BCPは「復旧手順の有無」ではなく、停止・縮退・復旧の判断ができるかが実務の核心です。
Azure環境では、構成だけでなく運用・体制・証跡まで含めて整合させます。

  • 停止・縮退・復旧の判断軸(業務優先順位)を整理

  • RTO/RPOを“目標”で終わらせず、設計・運用・テストと整合させる

  • 障害・災害時の意思決定フロー(誰が判断し、誰に報告するか)を定義

  • 取引先・監査向けに、復旧可能性の説明資料骨子を用意する

 

バックアップ設計|

「対象・保持・復旧・証跡」をセットで

1)対象の定義(守るものを先に決める)

  • データ/設定/ID/ログのうち、どこまでをバックアップ対象とするか整理

  • “復旧に必要な依存関係”を含めて洗い出し(例:名前解決、権限、証明書、監視など)

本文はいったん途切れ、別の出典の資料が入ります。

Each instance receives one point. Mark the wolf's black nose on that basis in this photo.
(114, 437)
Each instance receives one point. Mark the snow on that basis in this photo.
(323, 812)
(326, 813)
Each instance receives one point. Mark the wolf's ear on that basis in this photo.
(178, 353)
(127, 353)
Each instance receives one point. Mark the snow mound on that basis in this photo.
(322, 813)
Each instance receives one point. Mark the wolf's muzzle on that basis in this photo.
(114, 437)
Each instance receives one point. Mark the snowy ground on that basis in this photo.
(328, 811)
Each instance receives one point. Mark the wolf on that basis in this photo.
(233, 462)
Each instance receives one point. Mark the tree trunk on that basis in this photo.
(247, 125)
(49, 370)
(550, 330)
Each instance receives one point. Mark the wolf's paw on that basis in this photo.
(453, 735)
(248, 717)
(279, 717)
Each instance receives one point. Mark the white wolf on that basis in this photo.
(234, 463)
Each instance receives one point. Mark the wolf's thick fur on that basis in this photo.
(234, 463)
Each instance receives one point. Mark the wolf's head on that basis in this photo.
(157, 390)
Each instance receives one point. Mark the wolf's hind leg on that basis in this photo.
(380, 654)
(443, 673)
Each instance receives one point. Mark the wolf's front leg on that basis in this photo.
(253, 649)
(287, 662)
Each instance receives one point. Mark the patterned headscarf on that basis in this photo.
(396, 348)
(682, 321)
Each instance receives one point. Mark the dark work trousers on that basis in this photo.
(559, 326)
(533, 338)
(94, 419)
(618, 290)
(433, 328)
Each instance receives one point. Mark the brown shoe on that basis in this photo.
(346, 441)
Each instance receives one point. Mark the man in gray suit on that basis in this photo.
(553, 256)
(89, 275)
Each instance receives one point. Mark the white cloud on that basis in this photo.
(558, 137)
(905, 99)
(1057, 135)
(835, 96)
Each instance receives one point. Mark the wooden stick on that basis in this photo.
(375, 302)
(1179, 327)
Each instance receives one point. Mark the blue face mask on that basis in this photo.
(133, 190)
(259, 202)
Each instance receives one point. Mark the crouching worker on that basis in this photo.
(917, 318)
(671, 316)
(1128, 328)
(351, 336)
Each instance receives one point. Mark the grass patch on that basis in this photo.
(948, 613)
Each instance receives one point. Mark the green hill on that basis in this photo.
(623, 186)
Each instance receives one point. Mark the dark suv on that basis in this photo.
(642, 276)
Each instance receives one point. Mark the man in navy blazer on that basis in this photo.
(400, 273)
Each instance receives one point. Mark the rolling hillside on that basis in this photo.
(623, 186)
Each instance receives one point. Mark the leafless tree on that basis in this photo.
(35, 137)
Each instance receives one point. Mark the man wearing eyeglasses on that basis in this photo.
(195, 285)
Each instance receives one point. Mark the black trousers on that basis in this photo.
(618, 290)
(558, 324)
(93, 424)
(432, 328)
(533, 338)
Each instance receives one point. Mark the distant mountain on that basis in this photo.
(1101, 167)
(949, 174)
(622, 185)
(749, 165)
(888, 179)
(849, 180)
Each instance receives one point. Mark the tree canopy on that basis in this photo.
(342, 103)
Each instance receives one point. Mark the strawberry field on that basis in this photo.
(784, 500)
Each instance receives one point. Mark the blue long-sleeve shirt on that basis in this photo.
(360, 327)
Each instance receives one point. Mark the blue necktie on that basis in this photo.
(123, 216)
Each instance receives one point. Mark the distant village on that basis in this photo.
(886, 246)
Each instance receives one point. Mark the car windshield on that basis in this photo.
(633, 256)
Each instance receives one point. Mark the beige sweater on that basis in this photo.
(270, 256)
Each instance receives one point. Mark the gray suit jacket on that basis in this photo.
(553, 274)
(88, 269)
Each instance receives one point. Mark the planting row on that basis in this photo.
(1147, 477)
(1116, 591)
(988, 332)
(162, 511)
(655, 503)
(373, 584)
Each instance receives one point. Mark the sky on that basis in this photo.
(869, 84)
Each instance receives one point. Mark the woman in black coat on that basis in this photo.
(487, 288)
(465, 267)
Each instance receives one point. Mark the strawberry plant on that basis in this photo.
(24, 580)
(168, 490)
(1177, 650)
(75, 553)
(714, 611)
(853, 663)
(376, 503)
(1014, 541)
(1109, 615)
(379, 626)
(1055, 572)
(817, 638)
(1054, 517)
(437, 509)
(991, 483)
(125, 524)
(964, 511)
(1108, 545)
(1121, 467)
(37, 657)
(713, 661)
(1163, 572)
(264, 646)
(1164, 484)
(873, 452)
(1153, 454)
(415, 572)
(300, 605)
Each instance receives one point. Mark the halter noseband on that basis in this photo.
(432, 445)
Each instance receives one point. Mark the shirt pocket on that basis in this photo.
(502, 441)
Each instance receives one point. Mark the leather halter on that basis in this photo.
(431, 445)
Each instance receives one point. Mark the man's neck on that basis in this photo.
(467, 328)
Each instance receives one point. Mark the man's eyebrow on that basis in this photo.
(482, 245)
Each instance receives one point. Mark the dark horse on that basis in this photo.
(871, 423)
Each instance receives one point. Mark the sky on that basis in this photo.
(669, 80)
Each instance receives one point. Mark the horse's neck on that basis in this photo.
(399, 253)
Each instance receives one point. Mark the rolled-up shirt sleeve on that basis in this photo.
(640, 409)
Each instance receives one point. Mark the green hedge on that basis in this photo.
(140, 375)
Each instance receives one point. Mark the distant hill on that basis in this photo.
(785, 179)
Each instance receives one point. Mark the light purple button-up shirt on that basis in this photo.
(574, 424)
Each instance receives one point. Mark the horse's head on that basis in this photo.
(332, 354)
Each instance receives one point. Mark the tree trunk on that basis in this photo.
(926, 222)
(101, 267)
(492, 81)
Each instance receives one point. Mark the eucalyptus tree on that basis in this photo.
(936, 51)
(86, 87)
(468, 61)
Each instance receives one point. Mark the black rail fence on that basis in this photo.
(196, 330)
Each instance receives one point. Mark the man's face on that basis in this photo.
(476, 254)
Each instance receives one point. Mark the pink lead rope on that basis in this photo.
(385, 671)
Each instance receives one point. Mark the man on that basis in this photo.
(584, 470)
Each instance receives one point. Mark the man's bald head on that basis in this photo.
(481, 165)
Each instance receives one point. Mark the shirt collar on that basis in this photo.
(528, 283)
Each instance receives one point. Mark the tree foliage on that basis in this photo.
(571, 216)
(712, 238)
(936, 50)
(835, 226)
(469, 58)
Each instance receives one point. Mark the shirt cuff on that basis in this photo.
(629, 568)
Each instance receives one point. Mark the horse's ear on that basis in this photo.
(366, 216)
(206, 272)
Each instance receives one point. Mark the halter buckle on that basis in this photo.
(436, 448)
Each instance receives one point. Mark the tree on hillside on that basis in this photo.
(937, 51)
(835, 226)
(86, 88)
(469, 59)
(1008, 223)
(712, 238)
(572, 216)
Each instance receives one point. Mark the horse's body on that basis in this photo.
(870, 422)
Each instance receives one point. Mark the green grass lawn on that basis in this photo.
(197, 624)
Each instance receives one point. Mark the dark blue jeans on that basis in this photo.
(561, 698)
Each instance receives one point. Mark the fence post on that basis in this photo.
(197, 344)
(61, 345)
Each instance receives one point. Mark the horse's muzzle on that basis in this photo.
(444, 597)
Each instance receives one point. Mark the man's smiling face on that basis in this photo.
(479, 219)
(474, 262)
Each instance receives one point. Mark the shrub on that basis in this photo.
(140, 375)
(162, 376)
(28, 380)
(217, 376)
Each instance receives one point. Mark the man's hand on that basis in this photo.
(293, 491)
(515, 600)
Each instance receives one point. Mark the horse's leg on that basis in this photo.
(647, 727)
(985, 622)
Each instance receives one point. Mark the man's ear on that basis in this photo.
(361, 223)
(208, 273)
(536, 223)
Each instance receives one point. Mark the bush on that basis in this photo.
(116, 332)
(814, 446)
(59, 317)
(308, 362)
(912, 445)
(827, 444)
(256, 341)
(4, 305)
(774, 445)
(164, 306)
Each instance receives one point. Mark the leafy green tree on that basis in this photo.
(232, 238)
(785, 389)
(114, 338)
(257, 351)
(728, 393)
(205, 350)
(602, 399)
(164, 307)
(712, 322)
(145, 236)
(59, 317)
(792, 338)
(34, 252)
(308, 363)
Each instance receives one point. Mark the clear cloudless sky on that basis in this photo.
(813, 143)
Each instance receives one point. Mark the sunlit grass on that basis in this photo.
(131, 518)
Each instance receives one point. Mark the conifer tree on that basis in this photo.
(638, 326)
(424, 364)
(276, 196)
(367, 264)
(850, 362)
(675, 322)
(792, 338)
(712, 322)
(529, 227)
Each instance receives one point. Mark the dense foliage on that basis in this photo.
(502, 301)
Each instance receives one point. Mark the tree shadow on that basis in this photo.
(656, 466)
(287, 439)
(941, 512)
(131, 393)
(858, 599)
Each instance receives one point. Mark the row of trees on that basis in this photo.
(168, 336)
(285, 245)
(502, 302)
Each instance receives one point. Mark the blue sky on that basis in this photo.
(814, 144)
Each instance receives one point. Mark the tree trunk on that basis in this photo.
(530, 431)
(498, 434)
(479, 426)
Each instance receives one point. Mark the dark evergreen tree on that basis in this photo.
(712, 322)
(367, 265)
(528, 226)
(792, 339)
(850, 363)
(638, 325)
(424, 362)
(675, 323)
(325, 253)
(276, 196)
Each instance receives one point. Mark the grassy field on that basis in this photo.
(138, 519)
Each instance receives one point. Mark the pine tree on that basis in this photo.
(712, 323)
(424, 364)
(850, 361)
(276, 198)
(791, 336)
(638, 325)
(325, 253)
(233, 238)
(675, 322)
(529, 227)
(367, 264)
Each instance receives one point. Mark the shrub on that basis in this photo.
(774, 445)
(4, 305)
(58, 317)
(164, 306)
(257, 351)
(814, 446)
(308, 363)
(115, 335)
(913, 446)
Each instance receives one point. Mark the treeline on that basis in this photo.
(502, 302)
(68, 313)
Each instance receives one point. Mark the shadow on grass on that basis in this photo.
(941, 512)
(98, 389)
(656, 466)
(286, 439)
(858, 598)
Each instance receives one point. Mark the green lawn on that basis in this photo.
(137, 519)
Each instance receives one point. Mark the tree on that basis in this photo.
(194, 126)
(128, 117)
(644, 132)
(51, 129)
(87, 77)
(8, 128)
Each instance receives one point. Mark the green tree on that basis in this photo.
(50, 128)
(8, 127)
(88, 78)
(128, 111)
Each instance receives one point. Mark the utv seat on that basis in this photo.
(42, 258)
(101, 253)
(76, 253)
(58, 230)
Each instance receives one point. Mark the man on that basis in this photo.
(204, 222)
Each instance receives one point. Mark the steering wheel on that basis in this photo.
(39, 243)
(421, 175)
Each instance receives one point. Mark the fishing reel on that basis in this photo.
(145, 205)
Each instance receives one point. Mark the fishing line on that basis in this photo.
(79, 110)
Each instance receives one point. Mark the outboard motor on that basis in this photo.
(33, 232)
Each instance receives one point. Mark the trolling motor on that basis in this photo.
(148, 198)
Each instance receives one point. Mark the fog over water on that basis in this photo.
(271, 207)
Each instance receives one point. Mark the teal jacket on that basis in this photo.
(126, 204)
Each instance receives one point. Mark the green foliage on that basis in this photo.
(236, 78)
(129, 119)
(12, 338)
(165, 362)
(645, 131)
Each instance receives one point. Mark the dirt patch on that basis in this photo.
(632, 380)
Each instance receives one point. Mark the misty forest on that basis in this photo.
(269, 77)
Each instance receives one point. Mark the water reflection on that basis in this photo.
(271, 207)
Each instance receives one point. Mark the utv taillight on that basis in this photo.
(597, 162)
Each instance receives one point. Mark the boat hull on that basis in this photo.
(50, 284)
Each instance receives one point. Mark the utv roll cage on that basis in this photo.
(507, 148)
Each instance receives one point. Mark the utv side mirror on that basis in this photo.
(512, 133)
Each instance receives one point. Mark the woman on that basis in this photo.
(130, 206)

  • 重要度(業務×影響)で優先順位を付け、過不足をなくす

 

2)保管・保持(改ざん耐性とアクセス統制)

  • 保持期間は規程だけでなく、**発覚遅延(気づくまでの時間)**を前提に設計

  • 改ざん耐性は“外部攻撃者”だけでなく、運用者からも守る前提で考える

  • バックアップの閲覧・削除・復旧操作の権限を統制し、証跡を残す

  • 有事の「凍結・抽出・提出」について、責任者と承認ルートの骨子を決める

 

3)復旧(戻せることを証明する)

  • 復旧手順の実効性(机上ではなく、実際に戻せるか)を確認

  • 定期リストアテストの位置づけ(BCP・監査への接続)を明確化

  • 復旧作業の証跡(誰が、いつ、何を戻したか)を残せる運用にする

 

ランサム/重大障害の観点|保全と復旧の衝突を設計で回避

重大インシデントでは、「早く戻す」ことと「証拠を守る」ことが衝突します。
差がつくのは技術より **“説明責任の設計”**です。

  • 初動の優先順位(止血・影響範囲・証拠保全)を骨子化

  • ログ保全・凍結の責任者と承認ルートを事前定義(緊急時例外含む)

  • 復旧判断(いつ戻すか、何を優先するか)を説明できる形に整理

  • 対外説明(経営・取引先・監査)用の「1枚資料」の型を準備

 

成果物(納品物)

「相談したら何が手元に残るか」を明確にします。

  • BCP/DR整理メモ(RTO/RPO、判断軸、体制、依存関係)

  • バックアップ設計メモ(対象・保持・改ざん耐性・権限統制・復旧証跡)

  • 復旧テスト計画(骨子)(頻度、範囲、合否基準、証跡)

  • 監査・説明用の1枚資料(復旧可能性を言い切るための説明軸)

  • 責任分界表(RACI)(誰が実行し、誰が承認し、誰が説明するか)

 

初回ヒアリングの進め方(30〜60分)

初回は、いきなり対策提案をする場ではありません。
現状のバックアップ対象・保持・復旧手順・権限統制・テスト状況を前提に、詰まりポイントを最大3点に絞ります。
監査・事故対応の観点から優先順位を合意し、BCP/DR整理メモ/バックアップ設計メモ/説明資料の必要範囲を確定します。
資料が揃っていなくても開始できます。NDA・オンライン対応可。

 

よくある質問(FAQ)

Q1. RTO/RPOは決めていますが、「根拠」を説明できません。何から手を付けるべきですか?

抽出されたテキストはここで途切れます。